You are viewing a plain text version of this content. The canonical link for it is here.
Posted to j-dev@xerces.apache.org by bu...@apache.org on 2003/11/10 05:01:12 UTC
DO NOT REPLY [Bug 897] -
Memory leak reading large XML-files with SAX parser
DO NOT REPLY TO THIS EMAIL, BUT PLEASE POST YOUR BUG
RELATED COMMENTS THROUGH THE WEB INTERFACE AVAILABLE AT
<http://nagoya.apache.org/bugzilla/show_bug.cgi?id=897>.

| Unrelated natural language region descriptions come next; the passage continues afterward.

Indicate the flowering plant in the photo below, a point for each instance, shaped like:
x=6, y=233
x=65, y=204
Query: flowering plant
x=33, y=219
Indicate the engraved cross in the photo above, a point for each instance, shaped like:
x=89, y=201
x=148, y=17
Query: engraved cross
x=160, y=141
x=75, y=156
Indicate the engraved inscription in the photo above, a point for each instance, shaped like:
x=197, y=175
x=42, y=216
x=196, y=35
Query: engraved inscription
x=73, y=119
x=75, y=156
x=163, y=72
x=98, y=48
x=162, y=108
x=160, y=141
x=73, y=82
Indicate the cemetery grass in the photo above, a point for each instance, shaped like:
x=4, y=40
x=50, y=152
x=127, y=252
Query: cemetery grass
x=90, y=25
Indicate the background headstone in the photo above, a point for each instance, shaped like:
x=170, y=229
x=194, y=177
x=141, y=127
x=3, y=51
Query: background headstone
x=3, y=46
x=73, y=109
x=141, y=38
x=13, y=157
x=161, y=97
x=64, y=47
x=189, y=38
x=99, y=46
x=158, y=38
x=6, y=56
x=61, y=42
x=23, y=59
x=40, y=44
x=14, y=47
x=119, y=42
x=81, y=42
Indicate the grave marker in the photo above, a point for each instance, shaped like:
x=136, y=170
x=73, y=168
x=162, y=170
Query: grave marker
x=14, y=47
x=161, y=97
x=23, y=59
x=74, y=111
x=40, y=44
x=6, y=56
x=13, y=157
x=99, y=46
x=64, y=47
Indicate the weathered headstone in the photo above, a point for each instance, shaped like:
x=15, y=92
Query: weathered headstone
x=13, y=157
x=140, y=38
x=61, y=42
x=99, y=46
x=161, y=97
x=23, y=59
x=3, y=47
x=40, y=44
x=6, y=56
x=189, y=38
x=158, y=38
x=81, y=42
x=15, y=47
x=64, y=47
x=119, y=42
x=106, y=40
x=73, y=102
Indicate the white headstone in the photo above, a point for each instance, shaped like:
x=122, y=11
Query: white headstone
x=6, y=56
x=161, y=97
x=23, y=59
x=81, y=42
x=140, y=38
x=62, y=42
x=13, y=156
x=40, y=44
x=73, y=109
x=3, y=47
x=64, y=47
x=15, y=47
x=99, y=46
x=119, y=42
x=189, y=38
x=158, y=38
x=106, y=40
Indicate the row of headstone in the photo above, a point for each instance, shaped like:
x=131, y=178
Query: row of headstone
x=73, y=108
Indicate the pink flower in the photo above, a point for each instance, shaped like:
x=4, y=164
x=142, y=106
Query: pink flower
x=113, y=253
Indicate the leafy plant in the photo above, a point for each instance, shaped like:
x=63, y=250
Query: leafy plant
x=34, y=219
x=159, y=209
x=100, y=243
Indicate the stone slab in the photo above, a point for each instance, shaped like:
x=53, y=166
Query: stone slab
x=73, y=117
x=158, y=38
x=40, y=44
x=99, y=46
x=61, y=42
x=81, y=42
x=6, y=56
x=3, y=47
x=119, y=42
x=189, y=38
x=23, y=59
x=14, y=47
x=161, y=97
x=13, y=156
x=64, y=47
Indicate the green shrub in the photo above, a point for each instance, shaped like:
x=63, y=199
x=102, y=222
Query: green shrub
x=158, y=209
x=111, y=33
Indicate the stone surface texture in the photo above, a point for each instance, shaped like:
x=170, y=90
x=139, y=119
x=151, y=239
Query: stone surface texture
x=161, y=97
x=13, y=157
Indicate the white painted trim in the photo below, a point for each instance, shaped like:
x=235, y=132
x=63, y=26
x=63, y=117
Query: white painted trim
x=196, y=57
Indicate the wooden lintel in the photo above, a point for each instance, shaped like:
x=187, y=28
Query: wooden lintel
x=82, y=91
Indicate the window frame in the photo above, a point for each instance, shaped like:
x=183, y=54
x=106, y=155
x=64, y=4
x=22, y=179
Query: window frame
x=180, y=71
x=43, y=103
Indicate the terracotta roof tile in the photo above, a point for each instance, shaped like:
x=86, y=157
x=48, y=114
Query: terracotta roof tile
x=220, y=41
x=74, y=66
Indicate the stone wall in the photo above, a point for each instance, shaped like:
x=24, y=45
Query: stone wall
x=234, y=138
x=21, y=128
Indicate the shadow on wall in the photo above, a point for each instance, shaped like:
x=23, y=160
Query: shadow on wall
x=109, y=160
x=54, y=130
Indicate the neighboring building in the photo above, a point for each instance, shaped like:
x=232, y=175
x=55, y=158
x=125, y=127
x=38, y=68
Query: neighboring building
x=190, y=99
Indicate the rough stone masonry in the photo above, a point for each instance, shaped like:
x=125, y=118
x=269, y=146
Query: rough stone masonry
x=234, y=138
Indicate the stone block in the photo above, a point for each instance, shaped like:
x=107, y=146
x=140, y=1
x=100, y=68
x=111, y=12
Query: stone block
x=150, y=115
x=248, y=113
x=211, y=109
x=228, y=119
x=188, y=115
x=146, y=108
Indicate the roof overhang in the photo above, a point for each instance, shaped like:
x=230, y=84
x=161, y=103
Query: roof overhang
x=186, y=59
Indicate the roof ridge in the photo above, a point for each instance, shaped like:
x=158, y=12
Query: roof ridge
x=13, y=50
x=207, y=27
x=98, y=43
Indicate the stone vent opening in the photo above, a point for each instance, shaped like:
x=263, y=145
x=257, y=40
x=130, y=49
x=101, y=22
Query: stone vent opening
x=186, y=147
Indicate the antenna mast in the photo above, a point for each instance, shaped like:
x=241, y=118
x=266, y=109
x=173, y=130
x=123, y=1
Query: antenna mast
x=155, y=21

ANY REPLY MADE TO THIS MESSAGE WILL NOT BE COLLECTED AND
INSERTED IN THE BUG DATABASE.
http://nagoya.apache.org/bugzilla/show_bug.cgi?id=897
Memory leak reading large XML-files with SAX parser
------- Additional Comments From anewman@pisoftware.com 2003-11-10 04:01 -------
This is still a problem in the lastest version of Xerces (2.5). The number
"java.io.StringReader" increases until it runs out of memory - they are never
able to be garbage collected.
Here's some sample RDF/XML:<?xml version="1.0" encoding="utf-8"?>
<!DOCTYPE rdf:RDF [
<!ENTITY math "http://kowari.org/math#">
<!ENTITY owl "http://www.w3.org/2002/07/owl#">
<!ENTITY rdf "http://www.w3.org/1999/02/22-rdf-syntax-ns#">
<!ENTITY rdfs "http://www.w3.org/2000/01/rdf-schema#">
<!ENTITY xsd "http://www.w3.org/2001/XMLSchema#">
]>
<rdf:RDF xmlns:math ="&math;"
xmlns:owl ="&owl;"
xmlns:rdf ="&rdf;"
xmlns:rdfs ="&rdfs;">
<rdf:Description>
<owl:sameIndividualAs rdf:datatype="&xsd;integer">14</owl:sameIndividualAs>
<rdfs:label xml:lang="en">fourteen</rdfs:label>
<math:roman>XIV</math:roman>
<math:square rdf:datatype="&xsd;integer">196</math:square>
<math:primeFactorization>
<rdf:Bag>
<rdf:li rdf:datatype="&xsd;integer">2</rdf:li>
<rdf:li rdf:datatype="&xsd;integer">7</rdf:li>
</rdf:Bag>
</math:primeFactorization>
</rdf:Description>
<rdf:Description>
<owl:sameIndividualAs rdf:datatype="&xsd;integer">15</owl:sameIndividualAs>
<rdfs:label xml:lang="en">fifteen</rdfs:label>
<math:roman>XV</math:roman>
<math:square rdf:datatype="&xsd;integer">225</math:square>
<math:primeFactorization>
<rdf:Bag>
<rdf:li rdf:datatype="&xsd;integer">3</rdf:li>
<rdf:li rdf:datatype="&xsd;integer">5</rdf:li>
</rdf:Bag>
</math:primeFactorization>
<rdf:type rdf:resource="&math;TriangularNumber"/>
</rdf:Description>
</rdf:RDF>
When you inline all of the references, then it only ever has 4 objects
allocated. For example:
<rdf:Description>
<owl:sameIndividualAs
rdf:datatype="http://www.w3.org/2001/XMLSchema#integer">14</owl:sameIndividualAs>
<rdfs:label xml:lang="en">fourteen</rdfs:label>
<math:roman>XIV</math:roman>
<math:square
rdf:datatype="http://www.w3.org/2001/XMLSchema#integer">196</math:square>
<math:primeFactorization>
<rdf:Bag>
<rdf:li rdf:datatype="http://www.w3.org/2001/XMLSchema#integer">2</rdf:li>
<rdf:li rdf:datatype="http://www.w3.org/2001/XMLSchema#integer">7</rdf:li>
</rdf:Bag>
</math:primeFactorization>
</rdf:Description>
Here's a report from Optimize It after parsing a large amount of this XML:
2509 instances of java.io.StringReader allocated.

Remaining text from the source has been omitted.